S3 Multi-Region Access Points deliver built-in network resilience, building on top AWS Global Accelerator to route S3 requests over the AWS global network. This is especially important to minimize network congestion and overall latency, while maintaining a simple application architecture. AWS Global Accelerator constantly monitors for regional availability and can shift requests to another region within seconds. By dynamically routing your requests to the lowest latency copy of your data, S3 Multi-Region Access Points increase upload and download performance by up to 60%. This is great not just for server-side applications that rely on S3 for reading configuration files or application data, but also for edge applications that need a performant and reliable write-only endpoint, such as IoT devices or autonomous vehicles.

S3 Multi-Region Access Points in Action
To get started, you create an S3 Multi-Region Access Point in the S3 console, via API, or with AWS CloudFormation.

Let me show you how to create one using the S3 console. Each access point needs a name, unique at the account level.

After it’s created, you can access it through its alias, which is generated automatically and globally unique. The alias will look like a random string ending with .mrap – for example, mmqdt41e4bf6x.mrap. It can also be accessed over the internet via https://mmqdt41e4bf6x.mrap.s3-global.amazonaws.com, via VPC, or on-premises using AWS PrivateLink.

Then, you associate multiple buckets (new or existing) to the access point, one per Region. If you need data replication, you’ll need to enable bucket versioning too.

Finally, you configure the Block Public Access settings for the access point. By default, all public access is blocked, which works fine for most cases.

The creation process is asynchronous, you can view the creation status in the Console or by listing the S3 Multi-Region Access Points from the CLI. When it becomes Ready, you can configure optional settings for the access point policy and object replication.

Similar to regular access points, you can customize the access control policy to limit the use of the access point with respect to the bucket’s permission. Keep in mind that both the access point and the underlying buckets must permit a request. S3 Multi-Region Access Points cannot extend the permissions, just limit (or equal) them. You can also use IAM Access Analyzer to verify public and cross-account access for buckets that use S3 Multi-Region Access Points and preview access to your buckets before deploying permissions changes.

Your S3 Multi-Region Access Point access policy might look like this:

{
  "Version": "2012-10-17",
  "Statement": [
    {
      "Sid": "Default",
      "Effect": "Allow",
      "Principal": {
        "AWS": "YOUR_ACCOUNT_ID" 
      },
      "Action": ["s3:GetObject", "s3:PutObject"],
      "Resource": "arn:aws:s3::YOUR_ACCOUNT_ID:accesspoint/YOUR_ALIAS/object/*"
    }
   ]
}

To replicate data between buckets used with your S3 Multi-Region Access Point, you configure S3 Replication.
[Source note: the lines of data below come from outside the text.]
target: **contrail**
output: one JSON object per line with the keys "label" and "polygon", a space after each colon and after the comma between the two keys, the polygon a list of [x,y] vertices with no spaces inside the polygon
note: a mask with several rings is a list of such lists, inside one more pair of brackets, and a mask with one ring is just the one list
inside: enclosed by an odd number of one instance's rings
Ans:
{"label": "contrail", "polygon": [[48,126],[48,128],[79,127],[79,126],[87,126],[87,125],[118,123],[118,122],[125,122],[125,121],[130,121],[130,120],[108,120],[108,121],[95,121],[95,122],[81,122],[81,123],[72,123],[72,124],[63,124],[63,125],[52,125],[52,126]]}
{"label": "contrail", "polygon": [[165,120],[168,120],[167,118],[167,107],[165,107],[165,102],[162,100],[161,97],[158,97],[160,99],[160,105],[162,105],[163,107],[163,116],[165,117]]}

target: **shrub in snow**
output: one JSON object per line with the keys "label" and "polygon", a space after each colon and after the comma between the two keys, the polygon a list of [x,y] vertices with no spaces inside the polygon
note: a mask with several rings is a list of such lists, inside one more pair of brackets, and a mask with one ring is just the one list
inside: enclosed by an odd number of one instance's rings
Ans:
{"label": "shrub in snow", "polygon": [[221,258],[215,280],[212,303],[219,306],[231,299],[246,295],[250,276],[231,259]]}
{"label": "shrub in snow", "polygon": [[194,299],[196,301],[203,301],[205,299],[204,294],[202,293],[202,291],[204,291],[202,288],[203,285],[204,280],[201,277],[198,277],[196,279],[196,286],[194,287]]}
In some cases, you might want to store different content in each bucket, or have a portion of a regional bucket for use with a global endpoint and other portions that aren’t replicated and used only with a regional access point or direct bucket access. For example, an IoT device configuration might include references to other regional API endpoints or regional resources that will be different for each bucket.

The new S3 console provides two basic templates that you can use to easily and centrally create replication rules:

Replicate objects from one or more source bucket to one or more destination buckets: This is ideal for ready-only use cases where data is always generated in a specific AWS Region and you want it to be available in all other Regions, too.
Replicate objects among all specified buckets: This is ideal for the IoT scenario I mentioned, where you’d define a write-only access point that devices use to upload data to the closest region, and you need this data to be available in all regions.
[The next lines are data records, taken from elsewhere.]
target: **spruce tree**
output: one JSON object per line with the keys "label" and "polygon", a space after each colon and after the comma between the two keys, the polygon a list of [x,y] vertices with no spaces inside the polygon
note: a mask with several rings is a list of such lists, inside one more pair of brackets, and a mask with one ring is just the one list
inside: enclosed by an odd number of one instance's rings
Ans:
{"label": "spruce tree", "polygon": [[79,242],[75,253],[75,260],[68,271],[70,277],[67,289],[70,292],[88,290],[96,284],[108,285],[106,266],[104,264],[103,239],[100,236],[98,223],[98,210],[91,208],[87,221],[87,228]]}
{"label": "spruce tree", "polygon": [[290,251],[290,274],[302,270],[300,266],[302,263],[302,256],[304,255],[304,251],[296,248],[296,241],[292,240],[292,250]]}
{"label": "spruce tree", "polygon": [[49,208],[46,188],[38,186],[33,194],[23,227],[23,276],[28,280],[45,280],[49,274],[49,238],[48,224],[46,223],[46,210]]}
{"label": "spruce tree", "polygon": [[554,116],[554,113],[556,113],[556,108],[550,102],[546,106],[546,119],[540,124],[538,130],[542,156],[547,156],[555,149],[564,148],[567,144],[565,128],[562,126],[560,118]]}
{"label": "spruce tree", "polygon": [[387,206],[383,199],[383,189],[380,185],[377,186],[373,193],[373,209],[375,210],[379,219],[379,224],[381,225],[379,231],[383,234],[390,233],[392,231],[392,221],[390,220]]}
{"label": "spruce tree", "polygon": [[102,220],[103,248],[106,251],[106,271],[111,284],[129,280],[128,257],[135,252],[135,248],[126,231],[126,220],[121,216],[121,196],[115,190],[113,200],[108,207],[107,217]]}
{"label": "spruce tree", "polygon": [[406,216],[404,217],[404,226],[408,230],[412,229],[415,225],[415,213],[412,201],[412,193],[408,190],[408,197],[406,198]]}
Of course, thanks to filters and conditions, you can create more sophisticated replication setups. For example, you might want to replicate only certain objects based on a prefix or tags.

Keep in mind that bucket versioning must be enabled for cross-region replication.

The console will take care of creating and configuring the replication rules and IAM roles. Note that to add or remove buckets, you would create a new the S3 Multi-Region Access Point with the revised list.

In addition to the replication rules, here is where you configure replication options such as Replication Time Control (RTC), replication metrics and notifications, and bidirectional sync. RTC allows you to replicate most new objects in seconds, and 99.99% of those objects within 15 minutes, for use cases where replication speed is important; replications metrics allow you to monitor how synchronized are your buckets in terms of object and byte count; bidirectional sync allows you to achieve an active-active configuration for put-heavy use cases in which object metadata needs to be replicated across buckets too.

After replication is configured, you get a very useful visual and interactive summary that allows you to verify which AWS Regions are enabled. You’ll see where they are on the map, the name of the regional buckets, and which replication rules are being applied.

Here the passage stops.